Gel-assisted mass spectrometry imaging (GAMSI) introduces a conceptually different strategy: rather than solely optimizing deposition, it uses a hydrogel to physically "expand" the sample, effectively improving resolution by 3–6× into the sub-micrometer range without instrument modification. This approach can push spatial metabolomics toward single-cell-level mapping by overcoming pixel-limited constraints of hardware. The key tradeoff is that physical expansion inherently dilutes analyte concentration, which can challenge absolute sensitivity even as apparent spatial detail improves. As a result, GAMSI is powerful for resolution-driven applications, while careful attention is required to balance expansion benefits against the sensitivity costs, particularly for low-abundance metabolites.

Figure 3. Gel-assisted mass spectrometry imaging (GAMSI). Image reproduced from Chan et al., 2024, Nature Communications, licensed under the Creative Commons Attribution 4.0 International License (CC BY 4.0).

Collectively, these approaches converge on a shared goal: improving MALDI-MSI performance in spatial metabolomics by strengthening matrix deposition as a controllable and reproducible step. Whether through low-cost aerosol deposition, more standardized sublimation hardware, temperature-regulated crystallization, or sample-expansion strategies, each method addresses practical bottlenecks such as crystal heterogeneity, workflow variability, limited sensitivity, and the complexity of high-resolution imaging preparation.

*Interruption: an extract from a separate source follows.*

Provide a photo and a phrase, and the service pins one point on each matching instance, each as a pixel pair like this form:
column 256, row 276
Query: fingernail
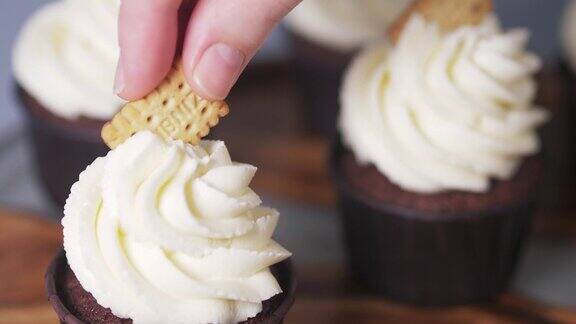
column 119, row 80
column 217, row 70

3. FUTURE TRENDS IN MATRIX SPRAYING FOR SPATIAL METABOLOMICS

As spatial metabolomics continues to mature, matrix spraying optimization is expected to evolve from empirical tuning into more standardized, data-driven process engineering. One promising direction is the development of multifunctional spraying systems that improve ionization efficiency through multi-parameter control, including spray direction, pressure, and temperature, with potential integration of physicochemical enhancements such as electric fields or other coupled mechanisms. Such designs aim to further improve coating uniformity while expanding metabolite coverage and strengthening sensitivity for challenging compound classes.

A second direction is deeper automation and intelligent control. By integrating machine learning or AI-assisted decision logic, next-generation systems could infer optimal spraying conditions based on sample characteristics and automatically adjust deposition parameters in real time. Beyond improving reproducibility, these advances may increase throughput and support larger-scale spatial metabolomics studies where consistent matrix deposition is required across many sections and batches.

Finally, innovation in matrix chemistry remains central to improving detection sensitivity. New high-sensitivity matrix materials with broader compatibility, lower analyte loss, and improved ionization behavior may reduce suppression effects and strengthen signal-to-noise for low-abundance metabolites. Nanotechnology-inspired matrices are also being explored as a route to improving both MSI sensitivity and spatial performance, potentially enabling more consistent microcrystal formation and better ion yield under diverse tissue contexts. Together, these developments position matrix spraying not merely as a preparative step, but as a strategic lever for expanding the analytical ceiling of spatial metabolomics across biomedical research, drug development, and other high-impact application areas.